It was reported this week that Bradken was preparing to axe 500 jobs but Mr Hodges said this was misleading.
“We said that from December last year until the end of next financial year (June 2015) the company looks likely to be lower by 500 people globally to 4700,” he told The Border Mail.
“But we’re already lower than December last year by a couple of hundred people — there’s actually a couple of hundred more people, if you like, over the next 12 months.
“It wasn’t like Bradken was letting 500 people go today.”
Bradken foundry has been a leading manufacturer in Wodonga since 1954 and in recent years has employed about 200.
It supplies items for the mining, freight rail, heavy road transport and power generation industries.
Globally Bradken operates 59 manufacturing, sales and service facilities in Australia, New Zealand, the US, Canada, China, Malaysia, South Africa, Indonesia, South America and Britain.

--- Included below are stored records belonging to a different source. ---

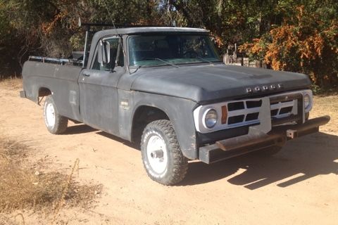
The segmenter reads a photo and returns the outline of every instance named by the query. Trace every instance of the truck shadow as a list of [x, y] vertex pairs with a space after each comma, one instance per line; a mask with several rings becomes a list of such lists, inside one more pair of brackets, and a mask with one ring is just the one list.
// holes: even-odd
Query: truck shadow
[[252, 153], [209, 165], [192, 162], [180, 185], [227, 179], [230, 184], [250, 190], [275, 182], [284, 188], [331, 173], [338, 174], [338, 136], [318, 133], [289, 141], [281, 152], [271, 157]]
[[69, 134], [79, 134], [84, 133], [90, 133], [97, 131], [97, 129], [90, 127], [88, 125], [84, 124], [75, 124], [67, 127], [67, 130], [63, 134], [69, 135]]

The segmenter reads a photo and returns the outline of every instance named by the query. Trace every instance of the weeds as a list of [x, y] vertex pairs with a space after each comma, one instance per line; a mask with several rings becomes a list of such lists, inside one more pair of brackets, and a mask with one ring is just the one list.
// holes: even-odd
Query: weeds
[[24, 144], [0, 136], [0, 212], [42, 208], [51, 212], [65, 204], [87, 207], [101, 191], [101, 185], [80, 185], [75, 181], [75, 167], [69, 176], [54, 172], [37, 173], [27, 160], [28, 150]]

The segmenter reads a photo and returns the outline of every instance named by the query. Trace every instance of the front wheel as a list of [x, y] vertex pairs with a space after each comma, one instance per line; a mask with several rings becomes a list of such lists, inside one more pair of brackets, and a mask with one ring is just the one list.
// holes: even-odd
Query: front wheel
[[44, 118], [46, 127], [53, 134], [62, 134], [67, 129], [68, 119], [58, 114], [51, 96], [46, 98], [44, 106]]
[[181, 181], [188, 169], [171, 122], [156, 120], [144, 129], [141, 139], [142, 161], [148, 176], [164, 185]]

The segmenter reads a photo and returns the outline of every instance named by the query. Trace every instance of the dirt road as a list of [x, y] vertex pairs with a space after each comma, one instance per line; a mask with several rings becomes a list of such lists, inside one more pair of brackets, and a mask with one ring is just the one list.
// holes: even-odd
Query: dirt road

It said it was tightening its operations as a result of the end of Australia’s mining investment boom.
Mr Hodges said like other Bradken sites around the world, the Wodonga plant had “a really good workforce”.
“We treat them well and when there’s a downturn we have to adjust as we do when there’s an upturn,” he said.
“At the moment and for the short term, because we can’t see forever forward, Wodonga looks in good shape.”
Mr Hodges said any changes in the number of jobs at the Wodonga plant would only be affected in the long term.
“It is a cyclic market. It happens to be low at the moment but Wodonga’s still busy so that’s a really good thing.”
Mr Hodges said Wodonga had always performed well.
“It’s a productive little plant and for many, many years has been well run,” he said.
“The management have done a really good job — the managers were workers themselves who came through the plant,” he said.
Globally, Bradken supplies large heavy metal equipment for machines used by miners.
Last week it announced the closure of a Perth foundry, transferring that work to Brisbane and China.